Failles du service de renseignement, programme de déradicalisation ayant échoué à repérer la dangerosité de l'assaillant : le gouvernement autrichien a admis des erreurs le 4 novembre 2020, deux jours après l'attentat islamiste meurtrier qui a endeuillé Vienne.
Kujtim Fejzulai, le terroriste de vingt ans qui a ouvert le feu le soir du 2 novembre en plein centre ville, tuant quatre personnes et faisant plusieurs blessés, avait apparemment commencé à fomenter son projet dès l'été.
Ayant prêté allégeance au groupe djihadiste Daesh, qui a revendiqué l'attentat, il avait tenté de se procurer des munitions en Slovaquie. Les services secrets de ce pays voisin de l'Autriche avaient alors alerté leurs homologues à Vienne, a expliqué le 4 novembre le ministre de l'Intérieur Karl Nehammer.
«Il y a manifestement eu par la suite un problème au niveau de la communication», a-t-il déploré, visiblement ébranlé, selon l'AFP.
Et d'accuser son prédécesseur libéral-nationaliste, Herbert Kickl, «d'avoir causé des dommages durables, pour ne pas dire détruit» le BVT (Bureau pour la protection de la Constitution et la lutte contre le terrorisme).
Peu auparavant, ce même Herbert Kickl avait, devant la presse, dénoncé les ratés du renseignement autrichien, document à l'appui. «La question se pose de savoir si cet attentat aurait pu être évité. De notre point de vue, oui», avait-il lâché.
«Personne ne l'aurait cru capable d'un tel acte», assure l'avocat du djihadiste
Autre interrogation : comment Kujtim Fejzulai, «soldat du califat», a-t-il pu échapper au suivi des autorités judiciaires, dont il était connu ? Car cet Autrichien, dont les parents sont originaires de Macédoine du Nord, avait été condamné à une peine de prison en avril 2019 pour avoir essayé de rejoindre les rangs des combattants djihadistes en Syrie mais il avait été relâché au mois de décembre, de manière anticipée.

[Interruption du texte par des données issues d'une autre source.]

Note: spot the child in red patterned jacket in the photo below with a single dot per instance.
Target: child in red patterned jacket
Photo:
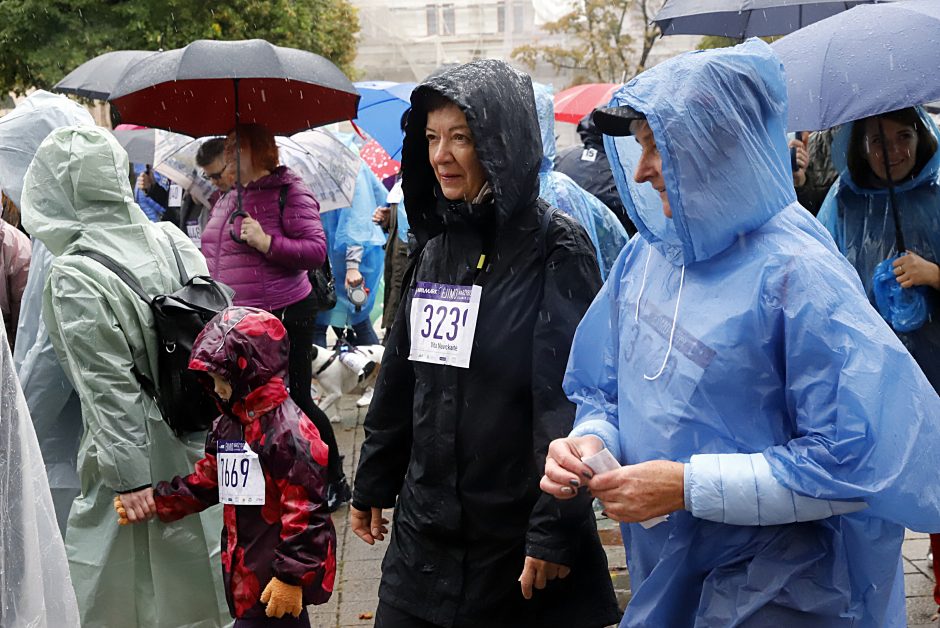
(265, 461)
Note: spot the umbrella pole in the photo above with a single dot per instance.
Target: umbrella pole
(238, 155)
(898, 234)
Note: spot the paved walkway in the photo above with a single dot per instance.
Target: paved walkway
(359, 565)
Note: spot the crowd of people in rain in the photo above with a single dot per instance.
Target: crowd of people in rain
(660, 296)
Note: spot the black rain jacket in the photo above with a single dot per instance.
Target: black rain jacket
(463, 450)
(594, 175)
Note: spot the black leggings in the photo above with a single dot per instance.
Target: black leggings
(299, 320)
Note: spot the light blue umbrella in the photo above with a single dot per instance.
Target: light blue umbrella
(740, 19)
(869, 60)
(381, 107)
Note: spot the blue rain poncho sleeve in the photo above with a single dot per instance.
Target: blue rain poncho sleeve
(353, 227)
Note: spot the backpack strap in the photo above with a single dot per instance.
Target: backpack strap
(146, 385)
(282, 198)
(121, 272)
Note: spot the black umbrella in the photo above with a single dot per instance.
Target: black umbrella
(739, 19)
(97, 77)
(209, 86)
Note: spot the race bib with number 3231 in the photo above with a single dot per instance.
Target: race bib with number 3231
(443, 323)
(241, 481)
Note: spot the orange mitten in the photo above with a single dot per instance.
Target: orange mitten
(122, 514)
(282, 598)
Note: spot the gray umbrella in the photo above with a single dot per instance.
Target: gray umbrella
(740, 19)
(97, 77)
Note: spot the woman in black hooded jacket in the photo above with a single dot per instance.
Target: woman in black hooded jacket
(461, 446)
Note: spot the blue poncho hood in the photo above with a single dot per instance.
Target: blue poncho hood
(706, 141)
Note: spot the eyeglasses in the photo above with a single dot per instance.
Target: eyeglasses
(215, 176)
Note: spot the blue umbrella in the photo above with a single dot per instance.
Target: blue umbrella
(381, 107)
(862, 62)
(739, 19)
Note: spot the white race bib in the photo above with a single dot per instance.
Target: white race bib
(443, 323)
(241, 482)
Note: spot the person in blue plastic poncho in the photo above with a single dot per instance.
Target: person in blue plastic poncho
(733, 364)
(857, 214)
(356, 257)
(559, 190)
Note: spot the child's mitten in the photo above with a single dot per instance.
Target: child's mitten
(282, 598)
(122, 514)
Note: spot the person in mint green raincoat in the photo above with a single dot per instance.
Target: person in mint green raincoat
(734, 365)
(356, 256)
(77, 197)
(560, 190)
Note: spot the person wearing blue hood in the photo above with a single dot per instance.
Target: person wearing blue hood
(733, 364)
(559, 190)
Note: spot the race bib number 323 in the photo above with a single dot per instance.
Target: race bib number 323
(443, 323)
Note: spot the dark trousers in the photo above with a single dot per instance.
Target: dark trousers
(299, 320)
(387, 616)
(287, 621)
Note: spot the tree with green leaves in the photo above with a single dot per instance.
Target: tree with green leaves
(43, 40)
(600, 48)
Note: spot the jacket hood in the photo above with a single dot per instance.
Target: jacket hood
(545, 107)
(499, 104)
(590, 136)
(23, 130)
(718, 118)
(77, 182)
(245, 345)
(840, 152)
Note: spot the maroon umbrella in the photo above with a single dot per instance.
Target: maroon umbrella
(209, 86)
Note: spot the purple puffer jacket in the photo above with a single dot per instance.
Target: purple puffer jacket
(298, 244)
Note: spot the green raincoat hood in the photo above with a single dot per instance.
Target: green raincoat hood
(76, 185)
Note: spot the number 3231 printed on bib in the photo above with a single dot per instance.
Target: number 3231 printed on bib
(443, 323)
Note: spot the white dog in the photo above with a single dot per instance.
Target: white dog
(335, 379)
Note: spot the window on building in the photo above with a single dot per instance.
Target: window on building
(449, 18)
(518, 16)
(431, 10)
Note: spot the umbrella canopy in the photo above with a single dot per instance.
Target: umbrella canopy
(146, 146)
(378, 160)
(97, 77)
(326, 165)
(740, 19)
(380, 110)
(862, 62)
(576, 102)
(208, 86)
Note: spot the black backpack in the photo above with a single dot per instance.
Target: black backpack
(184, 401)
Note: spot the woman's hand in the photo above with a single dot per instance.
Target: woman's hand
(353, 277)
(254, 235)
(138, 506)
(641, 491)
(368, 525)
(913, 270)
(536, 573)
(564, 471)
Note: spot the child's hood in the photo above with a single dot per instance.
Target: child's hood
(245, 345)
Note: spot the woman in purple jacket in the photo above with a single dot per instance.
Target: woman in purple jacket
(265, 255)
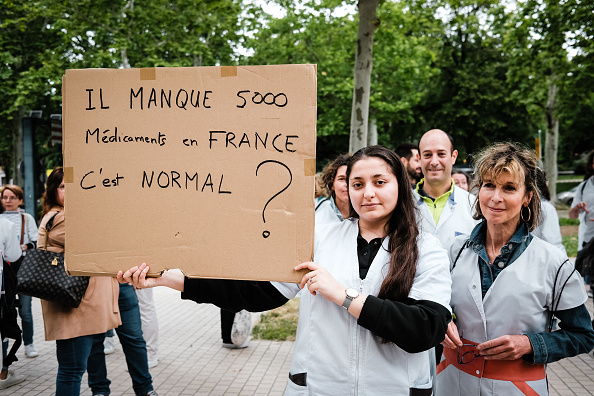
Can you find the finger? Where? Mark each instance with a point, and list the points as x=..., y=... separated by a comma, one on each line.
x=142, y=276
x=505, y=355
x=308, y=264
x=306, y=278
x=447, y=342
x=485, y=346
x=128, y=274
x=452, y=334
x=136, y=275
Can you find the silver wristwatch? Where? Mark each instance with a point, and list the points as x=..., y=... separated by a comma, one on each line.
x=351, y=294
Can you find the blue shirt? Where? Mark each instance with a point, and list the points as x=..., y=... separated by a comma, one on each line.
x=575, y=335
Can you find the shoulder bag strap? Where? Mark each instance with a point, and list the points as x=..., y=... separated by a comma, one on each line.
x=555, y=304
x=22, y=229
x=48, y=226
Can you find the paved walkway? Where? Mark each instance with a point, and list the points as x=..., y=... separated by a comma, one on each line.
x=192, y=361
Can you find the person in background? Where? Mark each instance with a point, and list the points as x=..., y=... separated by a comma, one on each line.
x=377, y=294
x=582, y=206
x=12, y=197
x=320, y=191
x=150, y=325
x=10, y=251
x=133, y=345
x=461, y=179
x=409, y=155
x=506, y=287
x=335, y=208
x=548, y=230
x=445, y=208
x=78, y=332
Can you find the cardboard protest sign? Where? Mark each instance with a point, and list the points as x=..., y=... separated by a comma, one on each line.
x=207, y=169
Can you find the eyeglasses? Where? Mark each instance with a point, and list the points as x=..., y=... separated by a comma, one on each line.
x=468, y=356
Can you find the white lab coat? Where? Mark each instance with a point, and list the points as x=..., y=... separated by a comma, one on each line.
x=339, y=356
x=325, y=213
x=518, y=302
x=455, y=219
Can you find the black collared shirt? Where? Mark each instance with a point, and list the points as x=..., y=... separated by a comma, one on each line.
x=366, y=253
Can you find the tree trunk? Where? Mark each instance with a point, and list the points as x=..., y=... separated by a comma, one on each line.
x=372, y=133
x=551, y=143
x=17, y=150
x=368, y=23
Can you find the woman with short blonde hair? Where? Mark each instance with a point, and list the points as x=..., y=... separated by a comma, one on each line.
x=506, y=287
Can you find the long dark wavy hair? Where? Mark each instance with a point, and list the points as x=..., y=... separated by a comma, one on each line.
x=50, y=196
x=402, y=227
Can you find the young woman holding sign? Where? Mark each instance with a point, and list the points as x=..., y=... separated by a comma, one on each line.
x=378, y=292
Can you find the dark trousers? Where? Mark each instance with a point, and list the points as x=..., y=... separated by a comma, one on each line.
x=133, y=345
x=226, y=325
x=73, y=355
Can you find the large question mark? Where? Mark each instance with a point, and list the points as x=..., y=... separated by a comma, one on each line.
x=266, y=234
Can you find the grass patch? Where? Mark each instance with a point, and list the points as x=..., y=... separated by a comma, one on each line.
x=565, y=221
x=570, y=243
x=280, y=324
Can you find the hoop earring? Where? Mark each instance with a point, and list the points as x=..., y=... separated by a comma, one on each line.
x=522, y=214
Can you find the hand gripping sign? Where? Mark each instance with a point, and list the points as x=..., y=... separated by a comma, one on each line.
x=207, y=169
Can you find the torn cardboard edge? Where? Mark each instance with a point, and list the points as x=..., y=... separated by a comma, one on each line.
x=159, y=274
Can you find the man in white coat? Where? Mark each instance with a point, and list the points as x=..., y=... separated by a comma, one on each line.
x=445, y=208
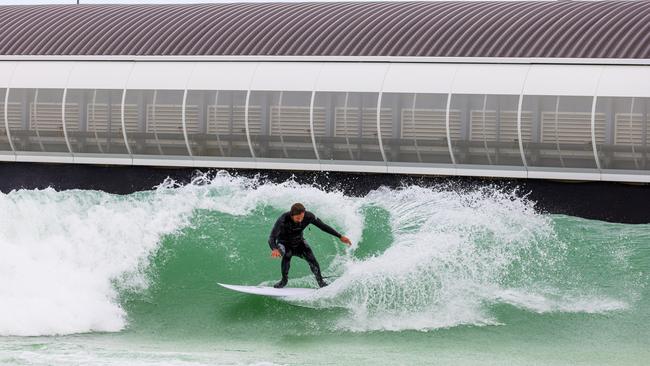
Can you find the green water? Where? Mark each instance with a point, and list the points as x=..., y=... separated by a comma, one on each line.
x=436, y=276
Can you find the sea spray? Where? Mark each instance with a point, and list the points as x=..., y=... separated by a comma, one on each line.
x=69, y=257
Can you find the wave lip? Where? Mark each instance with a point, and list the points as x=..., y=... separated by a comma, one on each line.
x=454, y=255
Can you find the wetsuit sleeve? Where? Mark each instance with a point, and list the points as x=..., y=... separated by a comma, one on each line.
x=323, y=226
x=275, y=232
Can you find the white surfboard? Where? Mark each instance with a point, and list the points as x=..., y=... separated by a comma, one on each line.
x=270, y=291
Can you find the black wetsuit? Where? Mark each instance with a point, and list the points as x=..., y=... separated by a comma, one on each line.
x=287, y=237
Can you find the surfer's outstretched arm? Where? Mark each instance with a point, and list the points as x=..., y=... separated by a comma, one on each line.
x=275, y=232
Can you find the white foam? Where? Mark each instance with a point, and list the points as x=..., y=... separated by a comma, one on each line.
x=63, y=252
x=450, y=260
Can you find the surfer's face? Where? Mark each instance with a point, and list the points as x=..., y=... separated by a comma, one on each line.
x=298, y=218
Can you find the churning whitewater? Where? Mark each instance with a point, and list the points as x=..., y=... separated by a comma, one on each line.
x=422, y=258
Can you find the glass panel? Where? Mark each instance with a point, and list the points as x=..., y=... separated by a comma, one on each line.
x=284, y=130
x=35, y=120
x=414, y=129
x=350, y=126
x=155, y=121
x=93, y=121
x=560, y=131
x=4, y=138
x=484, y=129
x=219, y=129
x=625, y=145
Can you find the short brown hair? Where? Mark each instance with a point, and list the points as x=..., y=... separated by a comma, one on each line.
x=296, y=209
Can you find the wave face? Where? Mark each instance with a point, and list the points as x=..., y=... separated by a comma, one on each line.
x=424, y=258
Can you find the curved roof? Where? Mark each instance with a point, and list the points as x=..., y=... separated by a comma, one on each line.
x=564, y=29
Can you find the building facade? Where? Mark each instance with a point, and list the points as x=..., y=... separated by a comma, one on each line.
x=555, y=90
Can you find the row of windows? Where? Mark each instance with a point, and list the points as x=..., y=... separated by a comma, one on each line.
x=555, y=131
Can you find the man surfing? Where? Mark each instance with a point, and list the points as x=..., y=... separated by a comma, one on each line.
x=286, y=240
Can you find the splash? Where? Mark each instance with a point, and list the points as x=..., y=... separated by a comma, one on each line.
x=454, y=254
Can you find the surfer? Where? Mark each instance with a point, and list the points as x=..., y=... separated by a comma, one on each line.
x=286, y=240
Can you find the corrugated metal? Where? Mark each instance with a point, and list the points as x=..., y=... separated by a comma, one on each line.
x=564, y=29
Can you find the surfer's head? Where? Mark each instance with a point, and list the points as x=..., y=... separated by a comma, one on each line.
x=297, y=212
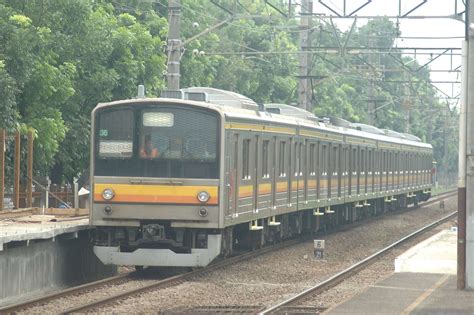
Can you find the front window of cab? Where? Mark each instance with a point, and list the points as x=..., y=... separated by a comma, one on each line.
x=157, y=141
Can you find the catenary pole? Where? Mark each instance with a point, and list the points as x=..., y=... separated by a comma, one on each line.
x=304, y=85
x=470, y=150
x=174, y=45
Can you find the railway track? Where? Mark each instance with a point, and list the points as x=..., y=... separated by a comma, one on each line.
x=67, y=292
x=296, y=300
x=175, y=280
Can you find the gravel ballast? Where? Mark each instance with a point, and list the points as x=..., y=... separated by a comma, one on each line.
x=273, y=277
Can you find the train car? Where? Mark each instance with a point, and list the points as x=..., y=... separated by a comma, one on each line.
x=179, y=180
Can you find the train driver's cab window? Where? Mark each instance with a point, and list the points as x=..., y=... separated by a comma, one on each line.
x=115, y=134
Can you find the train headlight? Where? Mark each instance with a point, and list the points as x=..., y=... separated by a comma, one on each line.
x=108, y=194
x=108, y=210
x=203, y=196
x=203, y=212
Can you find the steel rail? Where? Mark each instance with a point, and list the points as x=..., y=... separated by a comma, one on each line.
x=179, y=278
x=341, y=276
x=70, y=291
x=183, y=277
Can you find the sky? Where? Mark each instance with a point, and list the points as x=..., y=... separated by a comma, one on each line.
x=425, y=27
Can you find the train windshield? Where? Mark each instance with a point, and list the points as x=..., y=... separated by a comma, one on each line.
x=157, y=141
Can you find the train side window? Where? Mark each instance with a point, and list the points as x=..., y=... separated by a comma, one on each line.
x=246, y=159
x=265, y=156
x=312, y=170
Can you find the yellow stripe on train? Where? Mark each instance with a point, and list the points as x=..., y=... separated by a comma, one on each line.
x=156, y=193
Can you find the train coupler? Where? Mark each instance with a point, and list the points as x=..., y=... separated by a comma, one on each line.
x=358, y=205
x=316, y=212
x=253, y=226
x=328, y=210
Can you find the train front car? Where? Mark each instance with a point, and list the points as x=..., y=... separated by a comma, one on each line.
x=155, y=166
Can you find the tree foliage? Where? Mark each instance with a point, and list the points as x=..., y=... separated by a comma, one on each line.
x=58, y=59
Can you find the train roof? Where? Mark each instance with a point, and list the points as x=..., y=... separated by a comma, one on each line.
x=236, y=106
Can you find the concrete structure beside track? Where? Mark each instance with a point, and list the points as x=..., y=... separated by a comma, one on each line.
x=417, y=290
x=43, y=253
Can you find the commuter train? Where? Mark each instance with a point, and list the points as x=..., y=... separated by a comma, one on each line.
x=182, y=179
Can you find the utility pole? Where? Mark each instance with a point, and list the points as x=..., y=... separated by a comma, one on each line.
x=371, y=94
x=461, y=248
x=406, y=104
x=173, y=45
x=470, y=150
x=304, y=85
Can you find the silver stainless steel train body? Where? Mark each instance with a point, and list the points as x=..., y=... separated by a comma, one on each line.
x=177, y=182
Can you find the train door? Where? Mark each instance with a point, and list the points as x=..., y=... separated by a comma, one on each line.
x=382, y=170
x=342, y=170
x=323, y=179
x=368, y=171
x=255, y=173
x=392, y=170
x=264, y=175
x=305, y=170
x=234, y=176
x=362, y=171
x=338, y=171
x=312, y=185
x=274, y=172
x=231, y=172
x=397, y=170
x=246, y=176
x=297, y=182
x=290, y=172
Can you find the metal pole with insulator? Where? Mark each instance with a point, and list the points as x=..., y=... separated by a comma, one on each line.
x=16, y=175
x=29, y=171
x=174, y=45
x=2, y=169
x=469, y=261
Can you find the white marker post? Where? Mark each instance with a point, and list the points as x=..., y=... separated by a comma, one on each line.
x=319, y=249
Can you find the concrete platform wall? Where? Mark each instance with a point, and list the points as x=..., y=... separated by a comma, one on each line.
x=29, y=269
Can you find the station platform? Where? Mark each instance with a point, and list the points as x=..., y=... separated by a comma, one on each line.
x=43, y=250
x=424, y=282
x=26, y=226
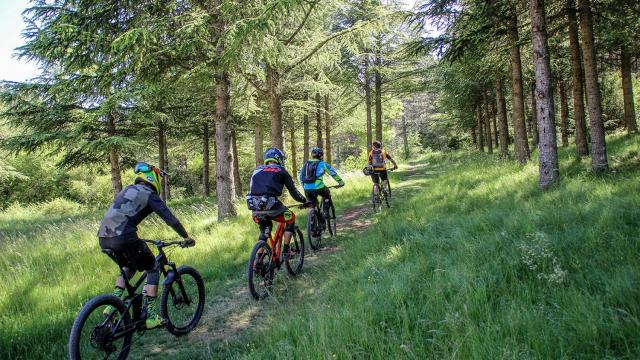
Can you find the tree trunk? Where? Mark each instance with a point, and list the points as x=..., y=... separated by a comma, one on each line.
x=327, y=131
x=258, y=143
x=167, y=187
x=519, y=127
x=318, y=120
x=627, y=91
x=206, y=188
x=534, y=114
x=564, y=114
x=496, y=138
x=224, y=159
x=545, y=112
x=582, y=149
x=367, y=100
x=598, y=143
x=405, y=137
x=116, y=180
x=294, y=155
x=378, y=89
x=305, y=140
x=479, y=121
x=502, y=119
x=237, y=182
x=487, y=123
x=161, y=159
x=275, y=107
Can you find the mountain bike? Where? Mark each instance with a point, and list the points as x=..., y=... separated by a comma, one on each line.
x=321, y=217
x=382, y=195
x=96, y=335
x=266, y=256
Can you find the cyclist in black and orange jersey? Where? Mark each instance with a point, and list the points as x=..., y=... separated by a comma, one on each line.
x=377, y=162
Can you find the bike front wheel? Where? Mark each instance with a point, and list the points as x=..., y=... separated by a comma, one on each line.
x=261, y=270
x=101, y=330
x=295, y=260
x=182, y=301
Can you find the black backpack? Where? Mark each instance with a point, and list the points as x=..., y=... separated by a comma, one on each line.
x=309, y=170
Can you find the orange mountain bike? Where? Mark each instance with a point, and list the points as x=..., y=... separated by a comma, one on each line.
x=267, y=258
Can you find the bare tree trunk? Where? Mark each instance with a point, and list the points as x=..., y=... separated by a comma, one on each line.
x=167, y=187
x=487, y=122
x=318, y=120
x=116, y=180
x=378, y=89
x=548, y=165
x=161, y=159
x=534, y=116
x=367, y=100
x=275, y=106
x=564, y=114
x=502, y=119
x=519, y=127
x=327, y=130
x=627, y=91
x=480, y=122
x=598, y=144
x=237, y=182
x=294, y=155
x=405, y=137
x=224, y=159
x=492, y=110
x=582, y=148
x=258, y=142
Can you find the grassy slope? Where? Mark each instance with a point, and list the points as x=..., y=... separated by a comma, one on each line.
x=473, y=262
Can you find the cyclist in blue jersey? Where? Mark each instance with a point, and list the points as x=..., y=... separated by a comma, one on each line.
x=311, y=177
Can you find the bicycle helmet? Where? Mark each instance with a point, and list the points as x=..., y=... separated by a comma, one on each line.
x=149, y=174
x=275, y=155
x=317, y=152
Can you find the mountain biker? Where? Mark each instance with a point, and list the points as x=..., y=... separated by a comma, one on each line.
x=377, y=162
x=118, y=232
x=311, y=177
x=267, y=183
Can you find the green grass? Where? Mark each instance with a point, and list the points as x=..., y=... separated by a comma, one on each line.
x=473, y=261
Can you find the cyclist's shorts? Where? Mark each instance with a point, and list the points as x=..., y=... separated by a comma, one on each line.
x=131, y=252
x=312, y=195
x=379, y=175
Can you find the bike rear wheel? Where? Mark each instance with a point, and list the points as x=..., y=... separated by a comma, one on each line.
x=261, y=270
x=314, y=232
x=182, y=301
x=296, y=245
x=95, y=335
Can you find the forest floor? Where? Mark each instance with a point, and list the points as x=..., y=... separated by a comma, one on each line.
x=472, y=261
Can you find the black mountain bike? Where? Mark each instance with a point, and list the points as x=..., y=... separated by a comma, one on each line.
x=267, y=257
x=322, y=217
x=95, y=335
x=382, y=195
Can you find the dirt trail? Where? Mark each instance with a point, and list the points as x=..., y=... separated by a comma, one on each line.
x=227, y=317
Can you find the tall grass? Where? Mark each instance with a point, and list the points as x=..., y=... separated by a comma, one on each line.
x=473, y=261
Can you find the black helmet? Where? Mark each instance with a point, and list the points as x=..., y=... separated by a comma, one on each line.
x=317, y=152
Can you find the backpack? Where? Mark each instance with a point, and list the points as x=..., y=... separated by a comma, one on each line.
x=377, y=158
x=310, y=172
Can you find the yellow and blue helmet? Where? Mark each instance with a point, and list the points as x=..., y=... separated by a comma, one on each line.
x=149, y=174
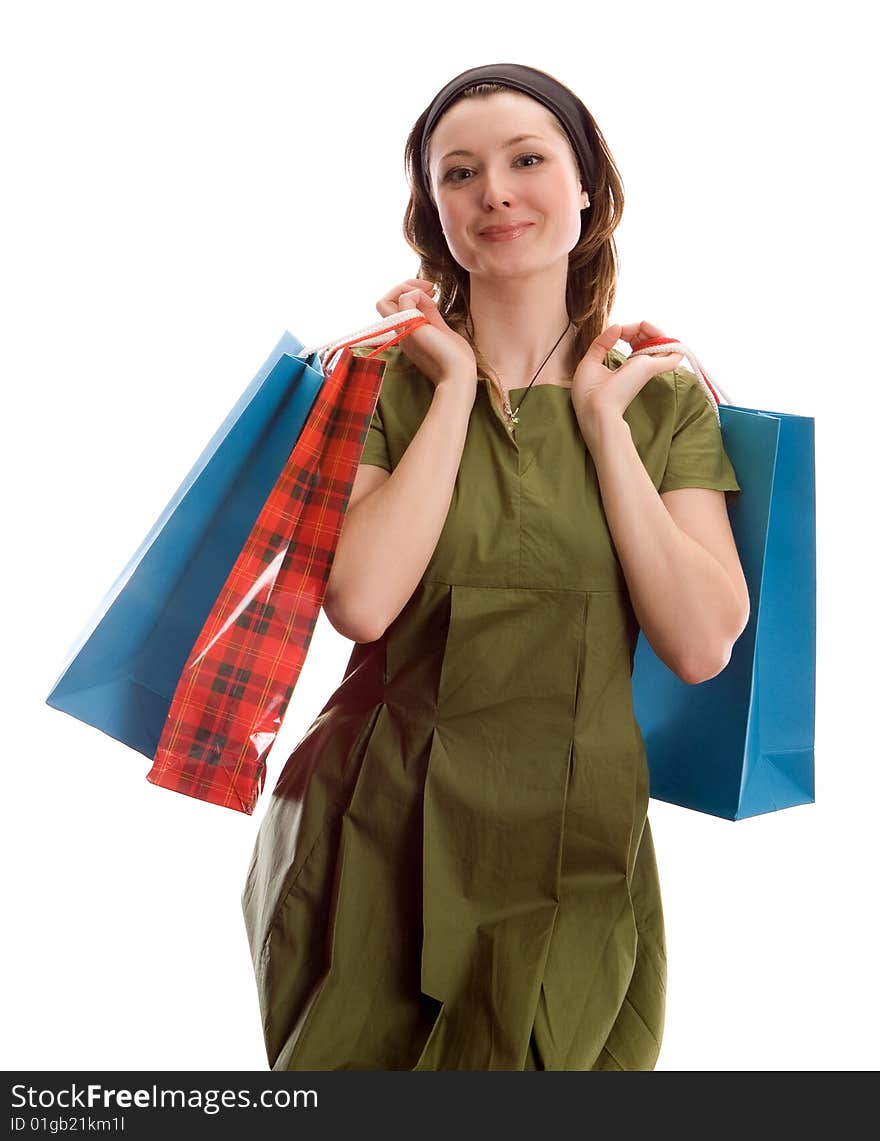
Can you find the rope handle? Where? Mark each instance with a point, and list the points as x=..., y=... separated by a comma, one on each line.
x=379, y=332
x=659, y=345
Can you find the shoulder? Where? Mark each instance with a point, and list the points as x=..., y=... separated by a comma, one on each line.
x=405, y=394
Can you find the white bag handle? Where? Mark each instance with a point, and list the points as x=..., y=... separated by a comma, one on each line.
x=379, y=332
x=660, y=345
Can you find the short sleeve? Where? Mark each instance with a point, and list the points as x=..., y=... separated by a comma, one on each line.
x=696, y=453
x=376, y=445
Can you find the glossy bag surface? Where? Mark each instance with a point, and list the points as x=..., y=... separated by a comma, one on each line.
x=121, y=673
x=742, y=743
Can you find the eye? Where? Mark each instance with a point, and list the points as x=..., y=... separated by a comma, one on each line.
x=455, y=170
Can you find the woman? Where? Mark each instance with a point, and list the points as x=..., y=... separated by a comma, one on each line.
x=455, y=870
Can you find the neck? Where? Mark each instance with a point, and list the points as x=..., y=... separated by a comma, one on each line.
x=517, y=321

Intégré dans un programme de «déradicalisation», Kujtim Fejzulai avait réussi à «tromper» les personnes chargées de son suivi, a regretté le ministre de l'Intérieur. Ce n'était «certainement pas une bonne décision», a fustigé le chancelier conservateur Sebastian Kurz.
«Personne ne l'aurait cru capable d'un tel acte», a réagi auprès de l'AFP l'avocat Nikolaus Rast, qui avait défendu le djihadiste lors de son procès en avril 2019.
Après l'attaque qui a fait quatre morts... l'enquête suit son cours
Les enquêteurs, qui ont saisi «une grande quantité de matériel» au cours de perquisitions, cherchent par ailleurs à déterminer d'éventuelles complicités.
Ils interrogeaient toujours le 4 novembre 14 personnes, «âgées de 18 à 28 ans, issues de l'immigration et certaines n'étant pas des citoyens autrichiens» selon le ministre. Et précisent que l'analyse des vidéos, transmises à la police par les nombreux témoins de l'attentat, «a conforté la théorie d'un auteur unique».
Pour des experts évoqués par l'AFP, ce n'était qu'une question de temps avant que l'Autriche, vivier de «toute une nébuleuse islamique» avec de nombreux candidats au jihad, ne soit prise pour cible à son tour.
Dans une interview à la presse allemande, Sebastian Kurz a appelé l'Union européenne à mieux lutter contre l'«islam politique», une «idéologie» qui représente un «danger» pour le «modèle de vie européen».